- Born: January 3, 1928 Kanazawa, Japan
- Died: September 27, 2014 (aged 86) La Jolla, California
- Education: University of Tokyo
- Awards: James Clerk Maxwell Prize for Plasma Physics (1979)
- Scientific career
- Fields: Plasma Physics

= Tihiro Ohkawa =

Japanese physicist

Tihiro Ohkawa (大河千弘, Ōkawa Chihiro) was a Japanese physicist whose field of work was in plasma physics and fusion power. He was a pioneer in developing ways to generate electricity by nuclear fusion when he worked at General Atomics.
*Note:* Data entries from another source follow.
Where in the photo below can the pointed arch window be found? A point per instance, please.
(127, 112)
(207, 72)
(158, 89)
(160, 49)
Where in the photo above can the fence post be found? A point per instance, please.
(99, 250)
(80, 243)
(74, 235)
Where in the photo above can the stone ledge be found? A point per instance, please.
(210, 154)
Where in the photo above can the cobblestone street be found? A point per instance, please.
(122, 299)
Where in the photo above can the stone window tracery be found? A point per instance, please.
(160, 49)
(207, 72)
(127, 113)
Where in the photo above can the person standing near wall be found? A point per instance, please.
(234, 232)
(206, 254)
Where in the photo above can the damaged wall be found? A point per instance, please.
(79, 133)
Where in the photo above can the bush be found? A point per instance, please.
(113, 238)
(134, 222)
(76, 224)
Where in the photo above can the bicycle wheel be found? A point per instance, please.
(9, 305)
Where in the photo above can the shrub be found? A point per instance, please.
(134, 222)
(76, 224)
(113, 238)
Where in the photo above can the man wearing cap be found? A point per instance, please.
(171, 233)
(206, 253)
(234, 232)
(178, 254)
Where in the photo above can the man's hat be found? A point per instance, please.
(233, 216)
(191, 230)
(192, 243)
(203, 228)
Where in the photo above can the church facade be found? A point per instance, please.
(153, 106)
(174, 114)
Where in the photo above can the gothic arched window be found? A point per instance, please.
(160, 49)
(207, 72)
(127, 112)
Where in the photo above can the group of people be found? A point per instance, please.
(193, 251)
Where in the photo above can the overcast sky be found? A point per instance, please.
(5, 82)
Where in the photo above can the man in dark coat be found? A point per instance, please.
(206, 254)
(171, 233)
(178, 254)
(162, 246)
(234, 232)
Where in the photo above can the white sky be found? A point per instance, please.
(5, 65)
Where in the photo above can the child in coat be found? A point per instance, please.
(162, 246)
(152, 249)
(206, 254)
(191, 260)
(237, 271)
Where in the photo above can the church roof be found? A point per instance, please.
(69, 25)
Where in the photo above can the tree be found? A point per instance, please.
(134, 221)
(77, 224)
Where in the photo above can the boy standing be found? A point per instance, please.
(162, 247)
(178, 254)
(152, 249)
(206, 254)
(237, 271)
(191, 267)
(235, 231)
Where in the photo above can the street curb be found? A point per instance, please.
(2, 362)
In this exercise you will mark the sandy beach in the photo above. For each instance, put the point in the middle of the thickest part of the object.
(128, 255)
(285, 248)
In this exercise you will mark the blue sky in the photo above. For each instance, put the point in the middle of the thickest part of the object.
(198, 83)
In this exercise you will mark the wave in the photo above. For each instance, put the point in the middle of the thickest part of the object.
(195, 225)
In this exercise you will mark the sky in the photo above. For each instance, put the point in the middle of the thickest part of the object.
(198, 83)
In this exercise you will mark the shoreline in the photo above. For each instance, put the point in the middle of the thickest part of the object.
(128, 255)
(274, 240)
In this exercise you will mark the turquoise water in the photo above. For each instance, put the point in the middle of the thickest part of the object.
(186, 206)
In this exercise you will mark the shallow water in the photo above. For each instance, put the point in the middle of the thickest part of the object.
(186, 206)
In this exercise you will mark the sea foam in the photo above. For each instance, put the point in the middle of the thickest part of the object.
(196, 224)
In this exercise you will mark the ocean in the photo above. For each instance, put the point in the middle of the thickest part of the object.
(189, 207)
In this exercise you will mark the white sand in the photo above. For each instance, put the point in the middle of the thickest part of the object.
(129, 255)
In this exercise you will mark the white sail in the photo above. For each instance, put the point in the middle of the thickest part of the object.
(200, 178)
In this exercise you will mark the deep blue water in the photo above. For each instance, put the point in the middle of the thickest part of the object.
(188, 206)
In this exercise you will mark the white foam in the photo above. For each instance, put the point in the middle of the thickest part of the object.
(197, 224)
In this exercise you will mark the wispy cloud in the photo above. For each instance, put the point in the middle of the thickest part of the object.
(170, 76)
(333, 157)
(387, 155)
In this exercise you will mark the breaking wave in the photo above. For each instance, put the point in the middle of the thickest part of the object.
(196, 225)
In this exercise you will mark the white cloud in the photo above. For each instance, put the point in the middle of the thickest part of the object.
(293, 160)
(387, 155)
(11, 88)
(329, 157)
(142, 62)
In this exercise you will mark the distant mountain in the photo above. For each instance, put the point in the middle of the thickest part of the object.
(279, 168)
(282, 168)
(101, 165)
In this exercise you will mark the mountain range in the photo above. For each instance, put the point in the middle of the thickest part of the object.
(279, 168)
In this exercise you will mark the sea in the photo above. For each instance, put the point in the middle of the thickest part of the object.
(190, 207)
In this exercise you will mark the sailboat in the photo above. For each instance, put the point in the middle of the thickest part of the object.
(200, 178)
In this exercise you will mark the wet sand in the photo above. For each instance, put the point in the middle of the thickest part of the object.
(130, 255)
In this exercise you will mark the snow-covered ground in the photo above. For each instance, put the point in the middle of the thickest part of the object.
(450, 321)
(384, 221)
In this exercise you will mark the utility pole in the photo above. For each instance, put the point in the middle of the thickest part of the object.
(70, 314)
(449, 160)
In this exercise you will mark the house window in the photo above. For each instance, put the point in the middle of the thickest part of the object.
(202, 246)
Ohkawa died September 27, 2014, in La Jolla, California, at the age of 86.

== Early life and career ==
Ohkawa was born in Kanazawa on January 3, 1928. He studied physics at the University of Tokyo in 1950, and was a member of the Yoshio Nishina group for researching cosmic altitude radiation for 16 years even during the World War II. He was a researcher at CERN and at Midwestern State University before becoming a professor at the University of Tokyo. In 1960, he went to General Atomics, where he led a fusion research project and later became vice president and deputy chairman of the board.

In 1994, Ohkawa left General Atomics to found TOYO Technologies. In 2004, he was co-founder of Nano Fusion Technologies with Masano Nishikawa for the development of microfluidics. He was also a physics professor at the University of California, San Diego.

== Scientific contributions ==
In 1955, Ohkawa independently came up with idea of the fixed-field alternating gradient accelerator (FFAG) together with Keith Symon and Andrei Kolomensky, which led to the development of the first prototype in 1956 by the Midwestern Universities Research Association (MURA). He then developed a procedure to stabilize instabilities in tokamaks using multipole magnetic fields with Donald Kerst in 1960, which was then later confirmed by experiments.

In 1968, Ohkawa demonstrated that the plasma-current multipole configuration used to trap plasmas was stable, which resulted in the development of a series of tokamaks with vertically elongated plasma cross sections called the doublet. This eventually led to General Atomics' DIII-D tokamak, which influenced the design and concept of ITER.

Ohkawa was also involved in the use of radioactive isotopes in the separation of nuclear isotopes from nuclear waste (at the Archimedes Technology Group in San Diego, which he founded).

Ohkawa holds over 50 patents, in areas such as tile accelerators, fusion technology and biotechnology.

== Honors and awards ==
In 1968, Ohkawa became a Fellow of the American Physical Society. In 1979, he received the James Clerk Maxwell Prize for Plasma Physics for "his development of multi-current or doublet approach to the design of tokamaks with non-circular cross sections and for investigation of plasma confinement in toroidal multipoles".

He also received the 1984 Fusion Power Associates Leadership Award.